I first separated the equation and got $$ dv/dt = g - k/mv $$
I have no clue how to approach this question. Can someone please help?
On
then terminal velocity is the constant velocity $v_\infty$ which is given by $$kv_\infty = m \, g \to v_\infty = \frac{mg} v.$$ we can now write the differential equation as $$\frac{dv }{dt} = \frac k m(v_\infty - v) \to \frac{dv}{v_\infty - v} = \frac k mdt$$ and can ve integrated to yield $$\ln(v_\infty - v) = -\frac k mt + \ln C \to v = v_\infty - Ce^{-kt/m}$$
On
$$v'+\frac kmv=g$$ is a first order ordinary linear equation of constant coefficients.

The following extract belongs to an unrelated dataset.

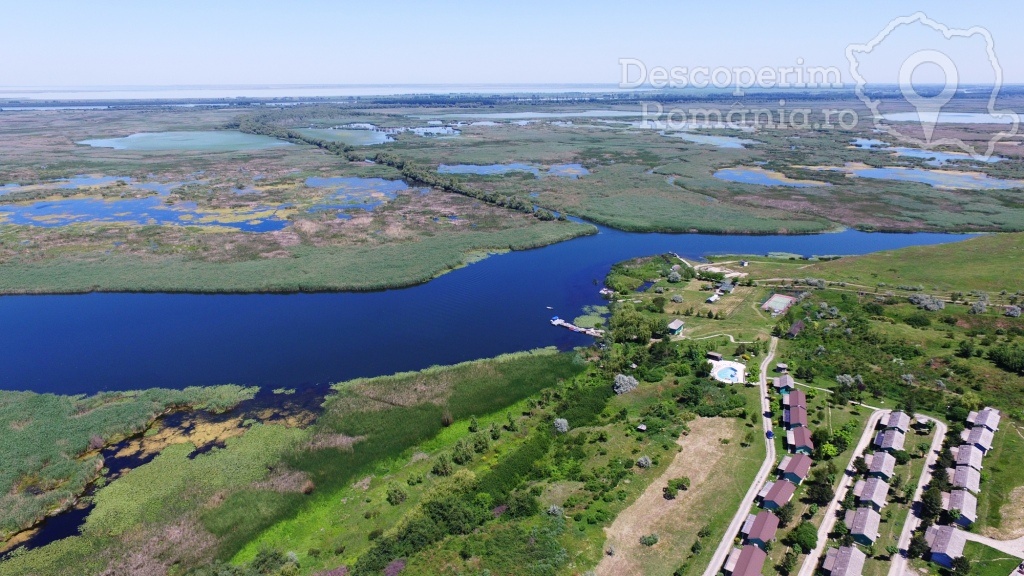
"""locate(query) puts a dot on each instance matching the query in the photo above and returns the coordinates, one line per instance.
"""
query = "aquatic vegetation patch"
(199, 140)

You can use the integrand factor $e^{\frac kmt}$ to get
$$(ve^{\frac km})'=ge^{\frac kmt},$$ and $$ve^{\frac kmt}=\frac{mg}ke^{\frac kmt}+C.$$
or $$v=\frac{mg}k+Ce^{-\frac kmt}.$$
The integration constant is found from
$$v_0=\frac{mg}k+C.$$
The speed at infinity is more directly obtained by setting $v'=0$ (steady regime), so that
$$v=\frac{mg}k.$$
Set $u=g-k/m·v$. Then $$ u'=-\frac km ·v'=-\frac km·u $$ which is the well known equation for exponential growth resp. decay.